Wednesday, January 19, 2011


Lorette Potatoes...They are made from a combo of mashed potatoes & pâte à choux. They are then hand piped and finished off in the oven...


Step One-Prepare Potatoes

3 Russet potatoes

4 Tablespoons butter

2 eggs

 salt & pepper to taste


Peel and quarter the potatoes.  

Boil in salted water until soft-about 20 minutes.  

Drain well and puree with a mixer for a few seconds. 

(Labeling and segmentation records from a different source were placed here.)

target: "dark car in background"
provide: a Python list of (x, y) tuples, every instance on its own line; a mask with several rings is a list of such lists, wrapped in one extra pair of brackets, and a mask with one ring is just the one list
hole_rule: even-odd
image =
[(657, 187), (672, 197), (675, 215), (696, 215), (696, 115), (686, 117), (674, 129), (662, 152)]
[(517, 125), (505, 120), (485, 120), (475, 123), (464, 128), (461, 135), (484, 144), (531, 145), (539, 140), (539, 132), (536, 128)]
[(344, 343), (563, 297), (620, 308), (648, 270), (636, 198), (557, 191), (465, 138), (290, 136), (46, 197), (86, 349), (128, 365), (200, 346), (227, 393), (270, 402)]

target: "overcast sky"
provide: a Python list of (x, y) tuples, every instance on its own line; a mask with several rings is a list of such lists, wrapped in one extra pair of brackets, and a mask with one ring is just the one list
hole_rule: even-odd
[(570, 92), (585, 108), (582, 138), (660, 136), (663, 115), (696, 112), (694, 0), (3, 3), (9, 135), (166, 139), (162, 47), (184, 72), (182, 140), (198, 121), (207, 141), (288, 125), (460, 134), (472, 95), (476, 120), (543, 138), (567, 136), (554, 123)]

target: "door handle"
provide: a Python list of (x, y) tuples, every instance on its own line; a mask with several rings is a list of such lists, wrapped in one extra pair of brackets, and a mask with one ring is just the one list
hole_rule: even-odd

Step Two-Make Pate a Choux 

1/2c. water

1 tsp. sugar

4 Tablespoons butter

1/2c. flour

1/8 tsp. salt

2 eggs


1 egg + 1 Tablespoon water as an egg wash


In a saucepan, boil the water.  Reduce to medium and add sugar and butter.  When the butter is melted, add flour and salt.  Stir quickly to form a ball.  Remove from heat.  Cool 3 minutes and beat in eggs one at a time to form a thick dough.  Add this to the potatoes and stir.  Place in a pastry bag and pipe round shapes onto a parchment lined pan. Brush with the egg wash and sprinkle with kosher salt or sea salt.  Bake at 400 degrees for approx 30 minutes! Enjoy!